Polygon filed this application because the management board of Biotest did not comply with Polygon's request of 10 June 2020 to convene an extraordinary general meeting (see Polygon's newswire of 11 June 2020).
Polygon had already filed a counter-motion on 20 April 2020 to agenda item 3 of the Annual General Meeting of 8 May 2020 concerning the circumstances of the declaration of conformity with the German Corporate Governance Code1 issued by Biotest's management board and supervisory board in connection with the election proposal regarding Mr. Gao to the supervisory board. It dealt with the conduct of a special audit into these circumstances (see Polygon's newswire of 6 May 2020).
The doubts with respect to Mr. Gao arise from the fact that he currently serves as the CEO and Vice Chairman of the board of directors of a major competitor of Biotest?UK blood plasma company Bio Products Laboratory Ltd. (BPL). BPL is also a group company of Chinese investment firm Creat Group, who is the majority but non-dominating shareholder of Biotest.

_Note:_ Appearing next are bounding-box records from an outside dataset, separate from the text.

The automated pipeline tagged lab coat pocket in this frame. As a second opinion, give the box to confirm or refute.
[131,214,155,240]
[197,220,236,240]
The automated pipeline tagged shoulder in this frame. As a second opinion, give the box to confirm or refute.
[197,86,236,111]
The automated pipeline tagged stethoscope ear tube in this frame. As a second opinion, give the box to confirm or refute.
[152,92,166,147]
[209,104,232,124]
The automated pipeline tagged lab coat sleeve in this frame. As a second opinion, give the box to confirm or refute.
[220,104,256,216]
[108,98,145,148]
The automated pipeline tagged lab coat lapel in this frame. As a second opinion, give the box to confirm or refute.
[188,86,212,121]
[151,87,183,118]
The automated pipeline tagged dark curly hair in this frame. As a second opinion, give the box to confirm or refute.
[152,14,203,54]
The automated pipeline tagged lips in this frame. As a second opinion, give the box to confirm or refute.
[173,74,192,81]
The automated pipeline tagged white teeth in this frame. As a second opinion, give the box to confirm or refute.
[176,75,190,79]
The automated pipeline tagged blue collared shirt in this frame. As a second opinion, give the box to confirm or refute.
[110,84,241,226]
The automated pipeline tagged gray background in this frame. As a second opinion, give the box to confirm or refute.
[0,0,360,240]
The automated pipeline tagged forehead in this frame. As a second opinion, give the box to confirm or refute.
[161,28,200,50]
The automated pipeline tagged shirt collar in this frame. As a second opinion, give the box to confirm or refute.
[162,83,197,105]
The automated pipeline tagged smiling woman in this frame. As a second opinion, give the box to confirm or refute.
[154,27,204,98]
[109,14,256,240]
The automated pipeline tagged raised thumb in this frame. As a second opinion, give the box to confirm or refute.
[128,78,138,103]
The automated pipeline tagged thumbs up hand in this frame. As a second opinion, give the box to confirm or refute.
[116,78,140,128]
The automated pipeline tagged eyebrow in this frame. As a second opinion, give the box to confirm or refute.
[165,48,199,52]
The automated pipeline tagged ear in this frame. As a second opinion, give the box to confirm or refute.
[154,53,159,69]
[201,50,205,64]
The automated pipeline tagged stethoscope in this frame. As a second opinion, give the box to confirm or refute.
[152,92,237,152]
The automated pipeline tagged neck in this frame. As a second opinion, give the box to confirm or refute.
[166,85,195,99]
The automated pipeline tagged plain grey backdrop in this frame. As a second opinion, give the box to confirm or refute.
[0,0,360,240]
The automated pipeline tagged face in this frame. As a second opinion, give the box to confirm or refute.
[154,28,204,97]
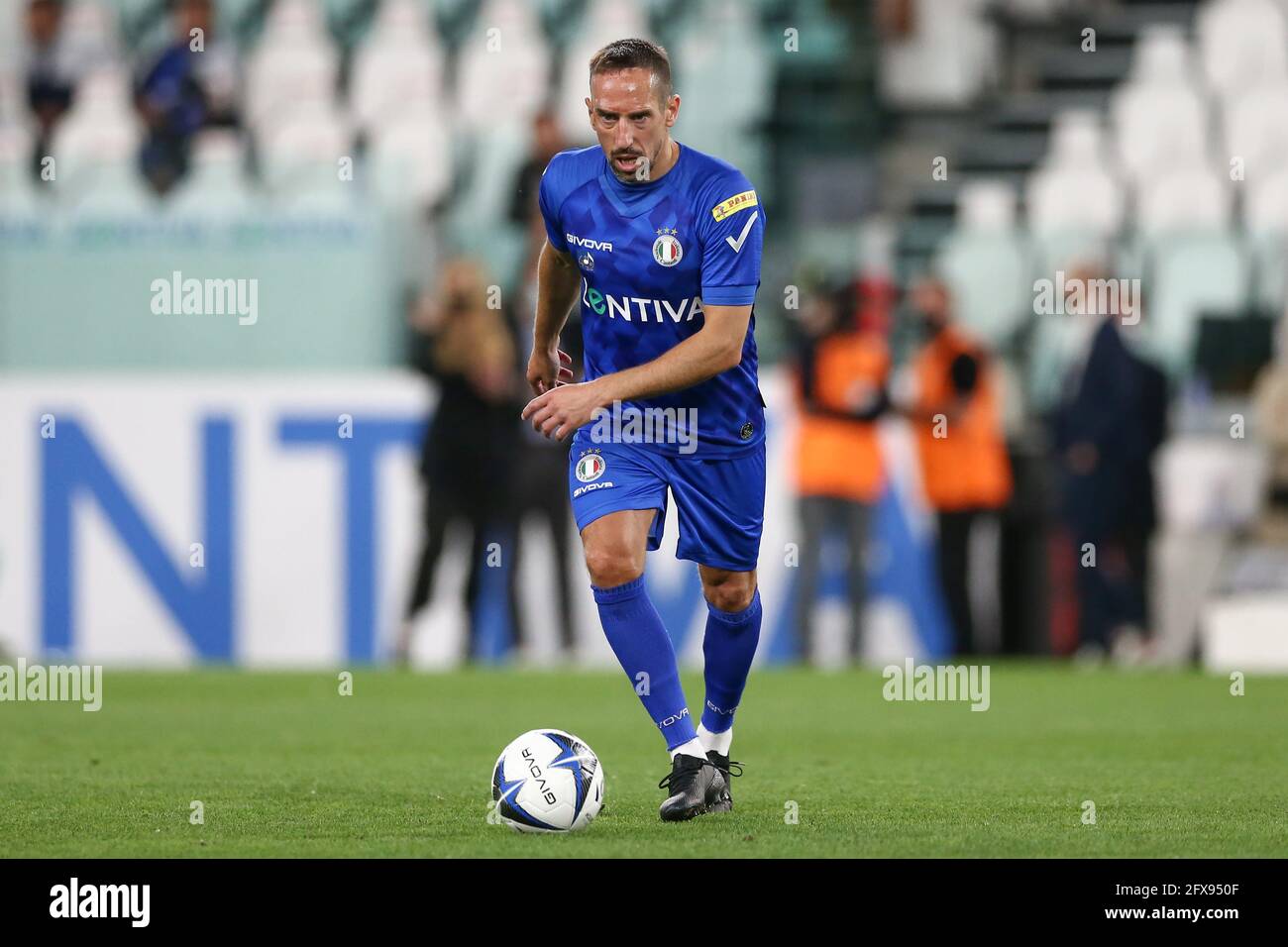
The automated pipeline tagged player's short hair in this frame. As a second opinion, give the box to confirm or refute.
[590,39,671,104]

Polygon is of the opinion that it is in the interest of all Biotest shareholders to immediately end Mr. Gao's membership of the supervisory board due to his position as a member of the executive body of a major competitor. Furthermore, the conduct of the special audit does not tolerate any delay, because otherwise irreversible events could take place to the detriment of the company.
1 Sec. 5.4.2/C12 of the German Corporate Governance Code (Deutscher Corporate Governance Kodex) provides that the members of a company's supervisory board should not be members of governing bodies of or exercise advisory functions at major competitors of the company and should not have a personal relationship with a major competitor.